How would you protect that disk if it was your personal identity information on that disk.
I can tell you from the caliber of Martin Liversage and jadeters they will be paying attention.
If someone has access to your database/data, then they would still have to figure out your hashing algorithm and your data would still be somewhat secure, depending on your algorithm? All they would have is the hash and the salt.
This might be all a really dedicated opponent would need. Much of this answer depends on how valuable the data is, which would tell you how motivated the opponent is. Credit card numbers are going to be extremely valuable, and criminal attackers seem to have plenty of time and accomplices to do their dirty work. Some bad guys have been known to farm out key decryption tasks to botnets!
If someone has access to your database/data and your source code, then it seems like no matter what your do, your hashing algorithm can be reversed engineered, the only thing you would have on your side would be how complex and time consuming your algorithm is?
If they have access to your source and all the data, the question is going to be "how did you load your key into the memory of the server in the first place?" If it's embedded in the data or in the program code, it's game over and you've lost. If it was hand-keyed by an operator at the machine's boot time, it should be as secure as your trust in your operator. If it is stored in an HSM*, it should still be secure.

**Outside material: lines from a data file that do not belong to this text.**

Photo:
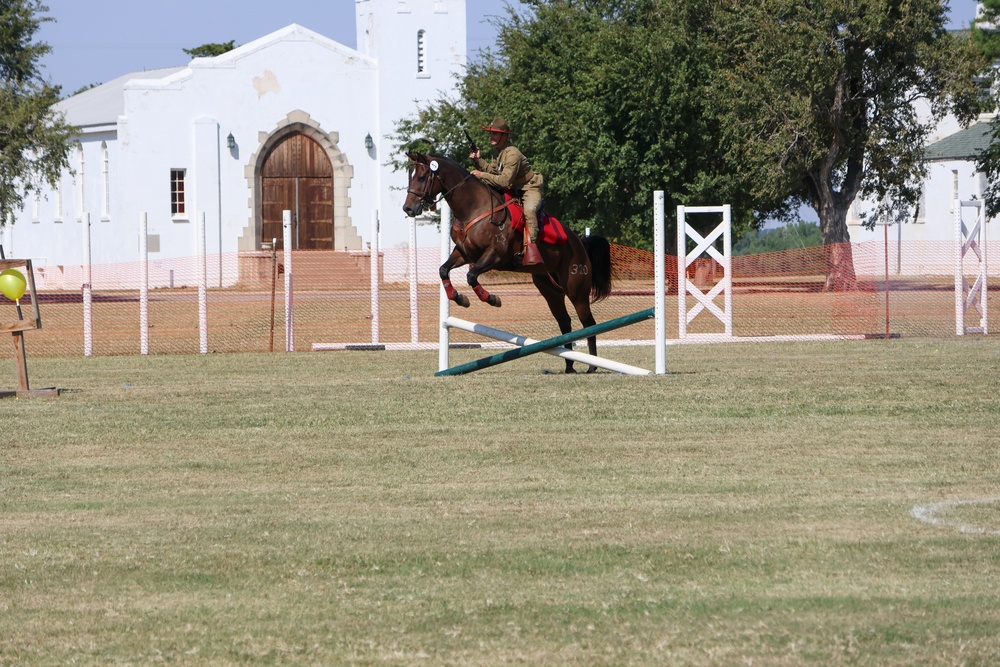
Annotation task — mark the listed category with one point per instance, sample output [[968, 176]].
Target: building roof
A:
[[103, 104], [964, 145]]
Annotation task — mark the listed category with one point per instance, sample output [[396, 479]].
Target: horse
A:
[[484, 236]]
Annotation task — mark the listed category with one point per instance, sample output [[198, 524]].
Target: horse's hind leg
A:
[[578, 292], [488, 261], [556, 301], [454, 260]]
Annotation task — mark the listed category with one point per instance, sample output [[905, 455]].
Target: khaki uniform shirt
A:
[[510, 170]]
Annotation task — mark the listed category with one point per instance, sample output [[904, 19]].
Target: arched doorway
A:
[[297, 176]]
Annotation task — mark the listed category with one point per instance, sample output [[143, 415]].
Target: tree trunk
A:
[[840, 274]]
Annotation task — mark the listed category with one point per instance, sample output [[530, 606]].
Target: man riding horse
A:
[[510, 170]]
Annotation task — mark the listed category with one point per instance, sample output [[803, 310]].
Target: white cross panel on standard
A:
[[967, 297], [704, 245]]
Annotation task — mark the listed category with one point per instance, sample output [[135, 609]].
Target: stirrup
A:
[[531, 255]]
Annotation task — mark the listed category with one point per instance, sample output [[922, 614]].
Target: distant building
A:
[[292, 120]]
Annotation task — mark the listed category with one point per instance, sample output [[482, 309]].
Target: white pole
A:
[[202, 288], [373, 272], [444, 309], [959, 276], [143, 284], [414, 320], [522, 341], [659, 283], [984, 272], [286, 229], [88, 312], [681, 273], [727, 257]]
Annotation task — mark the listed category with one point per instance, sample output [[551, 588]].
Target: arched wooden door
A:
[[297, 176]]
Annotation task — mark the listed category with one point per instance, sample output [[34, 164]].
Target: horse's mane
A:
[[448, 160], [465, 173]]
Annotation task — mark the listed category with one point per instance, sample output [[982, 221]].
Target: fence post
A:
[[88, 311], [414, 310], [373, 275], [444, 307], [143, 284], [286, 228], [659, 284], [202, 288]]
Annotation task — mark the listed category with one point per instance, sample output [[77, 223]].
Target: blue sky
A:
[[94, 41]]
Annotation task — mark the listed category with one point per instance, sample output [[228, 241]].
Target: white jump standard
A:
[[550, 345]]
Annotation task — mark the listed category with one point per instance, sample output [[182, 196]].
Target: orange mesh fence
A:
[[773, 294]]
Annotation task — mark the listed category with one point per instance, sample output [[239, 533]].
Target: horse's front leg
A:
[[456, 259], [488, 261]]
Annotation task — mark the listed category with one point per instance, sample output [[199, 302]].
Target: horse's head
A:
[[424, 184]]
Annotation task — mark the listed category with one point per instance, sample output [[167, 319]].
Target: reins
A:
[[428, 199]]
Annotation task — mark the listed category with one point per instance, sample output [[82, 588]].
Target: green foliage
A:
[[34, 140], [799, 234], [604, 98], [988, 39], [210, 50], [84, 88], [818, 98], [983, 32], [763, 105]]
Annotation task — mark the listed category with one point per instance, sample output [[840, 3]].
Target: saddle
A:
[[550, 230]]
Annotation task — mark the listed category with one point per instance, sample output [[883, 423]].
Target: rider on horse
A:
[[510, 170]]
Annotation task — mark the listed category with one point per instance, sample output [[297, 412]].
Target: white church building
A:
[[290, 121]]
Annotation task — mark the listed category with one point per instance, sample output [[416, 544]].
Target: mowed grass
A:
[[753, 507]]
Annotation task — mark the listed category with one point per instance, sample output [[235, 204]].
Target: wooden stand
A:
[[17, 328]]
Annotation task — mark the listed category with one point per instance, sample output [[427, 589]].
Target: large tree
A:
[[34, 140], [764, 104], [987, 36], [826, 100], [605, 97]]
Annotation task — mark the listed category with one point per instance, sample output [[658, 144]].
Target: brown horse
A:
[[486, 240]]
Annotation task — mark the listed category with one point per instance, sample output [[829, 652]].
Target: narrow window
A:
[[421, 52], [80, 204], [177, 193], [58, 212], [105, 182]]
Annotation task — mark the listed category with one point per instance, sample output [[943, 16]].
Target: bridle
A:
[[426, 197]]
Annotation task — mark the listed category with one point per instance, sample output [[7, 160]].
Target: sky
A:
[[94, 41]]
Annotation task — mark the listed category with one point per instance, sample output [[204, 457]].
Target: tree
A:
[[605, 98], [211, 50], [34, 139], [984, 31], [820, 102], [987, 37]]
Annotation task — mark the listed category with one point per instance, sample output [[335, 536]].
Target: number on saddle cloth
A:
[[550, 230]]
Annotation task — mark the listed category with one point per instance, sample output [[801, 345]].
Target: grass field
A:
[[754, 507]]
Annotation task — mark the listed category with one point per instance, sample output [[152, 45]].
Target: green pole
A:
[[549, 343]]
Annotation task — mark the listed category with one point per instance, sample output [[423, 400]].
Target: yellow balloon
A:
[[12, 284]]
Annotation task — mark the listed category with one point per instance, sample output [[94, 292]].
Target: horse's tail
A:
[[599, 251]]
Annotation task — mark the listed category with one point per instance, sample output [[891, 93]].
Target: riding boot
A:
[[531, 254]]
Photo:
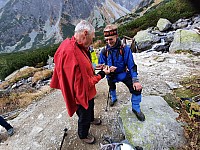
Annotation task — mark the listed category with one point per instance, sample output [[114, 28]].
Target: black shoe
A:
[[96, 121], [139, 115], [89, 139], [112, 103]]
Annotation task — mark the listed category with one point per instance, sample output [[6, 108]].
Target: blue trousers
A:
[[136, 95], [4, 124]]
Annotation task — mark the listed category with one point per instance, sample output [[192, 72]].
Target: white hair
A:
[[84, 25]]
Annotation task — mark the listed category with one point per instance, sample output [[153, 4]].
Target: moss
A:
[[171, 100]]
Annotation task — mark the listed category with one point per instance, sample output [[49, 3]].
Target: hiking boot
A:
[[112, 103], [139, 115], [10, 131], [96, 121], [89, 139]]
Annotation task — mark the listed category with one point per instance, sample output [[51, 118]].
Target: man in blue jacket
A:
[[122, 67]]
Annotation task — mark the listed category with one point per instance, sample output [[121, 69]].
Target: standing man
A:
[[122, 69], [74, 76]]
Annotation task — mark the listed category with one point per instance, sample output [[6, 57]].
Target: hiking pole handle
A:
[[65, 134], [106, 109]]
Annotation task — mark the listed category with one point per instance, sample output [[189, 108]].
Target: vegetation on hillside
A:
[[14, 61], [172, 10]]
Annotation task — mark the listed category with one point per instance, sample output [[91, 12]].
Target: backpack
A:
[[106, 52]]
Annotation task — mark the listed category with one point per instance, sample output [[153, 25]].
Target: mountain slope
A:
[[26, 24]]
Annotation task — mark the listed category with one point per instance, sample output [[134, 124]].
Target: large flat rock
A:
[[159, 131]]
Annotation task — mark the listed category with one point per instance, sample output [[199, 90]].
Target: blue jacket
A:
[[122, 59]]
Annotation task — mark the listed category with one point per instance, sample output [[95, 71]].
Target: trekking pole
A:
[[65, 134], [107, 100]]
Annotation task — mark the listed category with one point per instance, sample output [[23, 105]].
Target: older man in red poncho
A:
[[74, 76]]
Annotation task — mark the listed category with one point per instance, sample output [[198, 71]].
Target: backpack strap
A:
[[105, 51]]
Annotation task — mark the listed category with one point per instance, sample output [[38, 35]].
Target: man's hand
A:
[[106, 70], [137, 86], [112, 68], [99, 66]]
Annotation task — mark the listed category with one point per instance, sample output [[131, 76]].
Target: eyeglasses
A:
[[108, 39]]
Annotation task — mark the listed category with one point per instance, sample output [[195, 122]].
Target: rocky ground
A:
[[41, 124]]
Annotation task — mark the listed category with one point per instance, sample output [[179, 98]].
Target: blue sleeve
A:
[[132, 67], [102, 58]]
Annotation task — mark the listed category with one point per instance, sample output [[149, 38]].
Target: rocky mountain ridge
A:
[[35, 23]]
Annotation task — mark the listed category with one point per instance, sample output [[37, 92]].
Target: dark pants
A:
[[86, 116], [3, 123], [127, 81]]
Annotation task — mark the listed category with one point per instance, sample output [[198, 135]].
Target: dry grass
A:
[[18, 100]]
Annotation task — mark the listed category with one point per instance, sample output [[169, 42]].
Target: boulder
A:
[[145, 39], [163, 24], [185, 40], [160, 130]]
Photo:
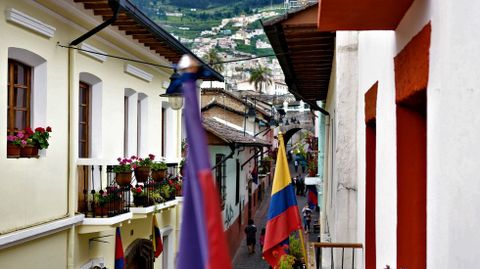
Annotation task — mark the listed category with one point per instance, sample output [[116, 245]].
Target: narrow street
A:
[[242, 260]]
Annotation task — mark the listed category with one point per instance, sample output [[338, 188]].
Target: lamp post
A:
[[174, 92]]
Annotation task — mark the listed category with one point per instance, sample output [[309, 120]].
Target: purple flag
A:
[[202, 238]]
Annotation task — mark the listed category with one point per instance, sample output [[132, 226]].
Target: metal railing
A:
[[319, 246], [100, 198]]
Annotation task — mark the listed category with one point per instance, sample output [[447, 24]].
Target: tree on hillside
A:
[[213, 59], [259, 77]]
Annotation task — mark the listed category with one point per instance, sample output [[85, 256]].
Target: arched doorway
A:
[[139, 254]]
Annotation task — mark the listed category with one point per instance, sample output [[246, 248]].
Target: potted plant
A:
[[140, 197], [14, 143], [182, 164], [286, 262], [123, 171], [176, 184], [312, 168], [40, 137], [109, 200], [143, 166], [159, 170], [266, 163], [295, 249], [167, 191], [35, 140]]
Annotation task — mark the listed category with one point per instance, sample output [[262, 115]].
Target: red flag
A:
[[119, 258], [157, 238], [283, 216]]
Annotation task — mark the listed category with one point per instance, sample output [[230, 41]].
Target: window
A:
[[19, 92], [130, 123], [142, 124], [220, 175], [89, 116], [84, 120]]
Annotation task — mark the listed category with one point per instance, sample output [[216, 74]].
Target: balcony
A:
[[99, 195]]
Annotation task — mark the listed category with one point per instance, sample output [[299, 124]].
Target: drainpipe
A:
[[71, 171], [326, 174], [115, 6]]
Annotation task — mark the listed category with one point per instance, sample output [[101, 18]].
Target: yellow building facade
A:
[[40, 224]]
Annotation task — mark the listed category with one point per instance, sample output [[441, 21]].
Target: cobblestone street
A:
[[242, 260]]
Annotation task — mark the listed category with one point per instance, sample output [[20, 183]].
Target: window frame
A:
[[11, 86], [86, 105]]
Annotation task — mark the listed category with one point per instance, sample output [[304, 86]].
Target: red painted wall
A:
[[370, 184], [411, 188], [411, 80], [370, 225]]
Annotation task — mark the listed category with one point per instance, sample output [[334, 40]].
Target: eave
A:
[[136, 24], [334, 15], [304, 53]]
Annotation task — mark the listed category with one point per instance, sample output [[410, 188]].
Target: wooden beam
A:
[[90, 1], [137, 32], [97, 5], [134, 27], [124, 22], [140, 36]]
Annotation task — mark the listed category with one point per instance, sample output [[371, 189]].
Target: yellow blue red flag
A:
[[157, 238], [283, 214]]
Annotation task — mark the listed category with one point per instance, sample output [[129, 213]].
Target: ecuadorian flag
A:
[[283, 214], [157, 238]]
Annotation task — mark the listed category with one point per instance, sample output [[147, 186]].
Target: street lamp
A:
[[251, 114], [174, 92]]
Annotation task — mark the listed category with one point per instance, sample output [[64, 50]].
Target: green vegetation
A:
[[187, 19]]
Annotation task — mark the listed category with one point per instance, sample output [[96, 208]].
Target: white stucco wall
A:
[[36, 190], [452, 131], [341, 160], [231, 207], [376, 64]]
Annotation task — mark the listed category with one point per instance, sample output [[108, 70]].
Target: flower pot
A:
[[29, 151], [159, 175], [104, 209], [142, 173], [13, 151], [140, 200], [123, 178]]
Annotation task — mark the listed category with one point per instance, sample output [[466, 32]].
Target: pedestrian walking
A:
[[307, 217], [262, 239], [251, 232], [298, 186]]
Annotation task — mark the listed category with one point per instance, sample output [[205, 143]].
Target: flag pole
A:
[[300, 232]]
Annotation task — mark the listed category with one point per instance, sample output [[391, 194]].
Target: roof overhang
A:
[[231, 136], [305, 54], [140, 27], [334, 15]]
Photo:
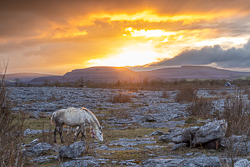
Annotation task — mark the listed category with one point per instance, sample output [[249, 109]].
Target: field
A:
[[127, 118]]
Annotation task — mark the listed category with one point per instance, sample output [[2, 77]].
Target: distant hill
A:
[[113, 74], [193, 72], [94, 74], [24, 77]]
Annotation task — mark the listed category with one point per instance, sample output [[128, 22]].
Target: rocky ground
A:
[[148, 131]]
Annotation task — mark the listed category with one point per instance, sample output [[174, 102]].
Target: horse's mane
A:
[[92, 116]]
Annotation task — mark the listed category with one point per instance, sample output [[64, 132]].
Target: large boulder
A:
[[180, 135], [202, 161], [194, 162], [211, 131], [162, 162], [74, 150], [237, 145]]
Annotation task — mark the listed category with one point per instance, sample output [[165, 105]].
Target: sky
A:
[[59, 36]]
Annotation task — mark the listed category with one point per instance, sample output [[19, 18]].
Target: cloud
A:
[[230, 58], [63, 35]]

And if they have root-level authority access to your running machine, then they can probably trigger and recover a memory dump that will reveal the secret key.
It seems like the weakest link is: how secure your own systems are and who has access to it?
This is true. But there are alternatives that help improve security.
For bank-like protection, the kind that passes security and industry audits, it's recommended that you use a *Hardware Security Module (HSM) to perform key storage and encryption/decryption functions. The commercial strength HSMs we're looking at cost 10s of thousands of dollars or more each, depending on capacity. But I have seen hardware encryption cards that plug into a PCI slot that cost substantially less.
The idea behind an HSM is that the encryption happens on a secure, hardened platform that nobody has access to without the secret keys. Most of them have cabinets with intrusion detection switches, trip wires, epoxied chips, and memory that will self-destruct if tampered with. Not even the legitimate owner or the factory should be able to recover the database key from an HSM without the set of authorized crypto keys (usually carried on smart cards.)
For a very small installation, an HSM can be as simple as a smart card. Smart cards aren't high performance encryption devices, though, so you can't pump more than about one decryption transaction per second through them. Systems using smart cards usually just store the root key, then decrypt the working database key on the smart card and send it back to the database accessing system. These will still yield the working database key if the attacker can access running memory, or if the attacker can sniff the USB traffic to and from the smart card.
And I have no experience getting TPM chips to work (yet), but theoretically they can be used to securely store keys on a machine. Again, it is still no defense against an attacker taking a memory dump while the key is loaded in memory, but they would prevent a stolen hard drive containing code and data from revealing its secrets.
When hashing a password, it is one way. So it is very difficult to get the password even if you have the salt, source and alot of cpu cyles to burn.